L’histoire, la critique, la philologie, s’ouvraient à lui, et lui promettaient une vie, sinon éclatante, au moins paisible ; il pouvait prétendre au laurier du poète, mais franchement, sans ruse enfantine, sans ridicule supercherie. Il n’avait qu’à mettre sous son nom ce qu’il avait prêté à Rowley, à William Canynge, et livrer sa pensée sous le voile transparent de la langue contemporaine, sans recourir au prestige de l’archaïsme, déjà fort usé avant lui.

Le dédain et la colère le séparaient de ceux qui pouvaient le secourir. Il ne trouvait pas de fortune à sa taille. Le suicide lui paraissait la seule vengeance digne de lui. Il avala une dissolution d’arsenic. Il est dit, dans l’enquête du coroner, qu’il avait, dans une de ses poches, un flacon d’opium, et, parmi ses papiers, le calcul de ce qu’il avait gagné à la mort du lord-maire. Il avait évalué la vente d’une brochure composée sous le patronage de lord Beckford. Cette brochure demeura inédite. Une élégie sur sa mort se vendit assez bien, et Chatterton, en comparant le gain présumé de la brochure au gain de l’élégie, décide que son profit net est de trois livres sterling. Il ajoute en note : « Je me réjouis donc de la mort de lord Beckford pour trois livres sterling. »

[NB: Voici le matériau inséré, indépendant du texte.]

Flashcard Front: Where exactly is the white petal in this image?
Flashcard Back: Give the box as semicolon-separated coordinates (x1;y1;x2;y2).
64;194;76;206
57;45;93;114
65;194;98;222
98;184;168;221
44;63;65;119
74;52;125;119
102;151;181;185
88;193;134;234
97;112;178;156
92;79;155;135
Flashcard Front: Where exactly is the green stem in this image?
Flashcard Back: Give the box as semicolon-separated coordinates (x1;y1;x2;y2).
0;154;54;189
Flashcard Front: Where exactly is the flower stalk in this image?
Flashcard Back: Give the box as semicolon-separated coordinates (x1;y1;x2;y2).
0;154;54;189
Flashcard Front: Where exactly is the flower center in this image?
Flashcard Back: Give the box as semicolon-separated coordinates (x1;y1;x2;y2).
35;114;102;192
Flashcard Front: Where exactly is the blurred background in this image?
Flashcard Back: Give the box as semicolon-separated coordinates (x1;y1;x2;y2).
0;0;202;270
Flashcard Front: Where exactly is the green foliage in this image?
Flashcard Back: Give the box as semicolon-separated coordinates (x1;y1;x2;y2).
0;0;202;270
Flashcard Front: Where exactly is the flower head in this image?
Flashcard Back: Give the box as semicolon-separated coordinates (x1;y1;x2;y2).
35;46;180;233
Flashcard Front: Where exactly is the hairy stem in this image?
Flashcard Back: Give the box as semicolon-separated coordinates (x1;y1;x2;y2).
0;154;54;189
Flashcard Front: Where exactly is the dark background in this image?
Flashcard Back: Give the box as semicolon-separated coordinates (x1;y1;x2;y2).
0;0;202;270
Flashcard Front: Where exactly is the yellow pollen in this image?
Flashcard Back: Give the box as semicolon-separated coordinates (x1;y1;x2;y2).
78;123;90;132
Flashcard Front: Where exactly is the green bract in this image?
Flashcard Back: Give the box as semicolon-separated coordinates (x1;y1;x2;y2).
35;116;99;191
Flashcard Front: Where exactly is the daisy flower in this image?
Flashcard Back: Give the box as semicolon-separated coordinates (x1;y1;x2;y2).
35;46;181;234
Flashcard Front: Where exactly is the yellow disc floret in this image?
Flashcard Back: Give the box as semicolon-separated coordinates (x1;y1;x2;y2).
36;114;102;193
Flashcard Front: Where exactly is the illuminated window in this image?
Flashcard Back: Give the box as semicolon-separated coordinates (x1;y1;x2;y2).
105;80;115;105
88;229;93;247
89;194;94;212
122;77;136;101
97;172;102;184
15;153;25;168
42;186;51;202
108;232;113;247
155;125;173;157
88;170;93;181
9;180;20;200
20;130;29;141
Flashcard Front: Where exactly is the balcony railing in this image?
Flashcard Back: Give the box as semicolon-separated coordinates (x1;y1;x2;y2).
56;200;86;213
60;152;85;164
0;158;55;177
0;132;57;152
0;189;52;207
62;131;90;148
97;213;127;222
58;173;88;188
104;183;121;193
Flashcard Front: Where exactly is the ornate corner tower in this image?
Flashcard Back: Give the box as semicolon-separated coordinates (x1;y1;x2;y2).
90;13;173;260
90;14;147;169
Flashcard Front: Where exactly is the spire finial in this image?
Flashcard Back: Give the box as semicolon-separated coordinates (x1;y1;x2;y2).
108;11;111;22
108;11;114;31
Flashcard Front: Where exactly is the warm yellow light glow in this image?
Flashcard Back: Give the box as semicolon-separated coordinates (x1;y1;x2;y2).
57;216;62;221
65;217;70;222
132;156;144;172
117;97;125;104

Où sont dans cette biographie les élémens d’un poème dramatique ? Le mérite incontestable d’Œlla, de Godwin et de la ballade de charité n’a rien à faire avec l’intérêt scénique. C’est l’homme qu’il faut prendre, et non pas le poète ; car le génie de Chatterton, lors même qu’il eût été méconnu, et il ne l’a pas été, ne serait pas un moyen d’émotion. Et dans cet homme qu’y a-t-il ? Le patriotisme ? mais il a prostitué sa plume. L’amour ? mais à l’exception d’une correspondance assez courte avec miss Maria Rumley, entamée d’après le conseil de mistriss Newton, sœur du poète, et médiocrement animée, rien dans la vie de Chatterton ne révèle une passion sérieuse pour aucune femme. Miss Rumley n’était qu’une fantaisie, un amour de tête, et rien de plus. Toute la vie de Chatterton se résume dans un seul mot : l’orgueil. S’il y a un drame à construire avec son nom, c’est l’orgueil qui posera les fondemens de l’édifice.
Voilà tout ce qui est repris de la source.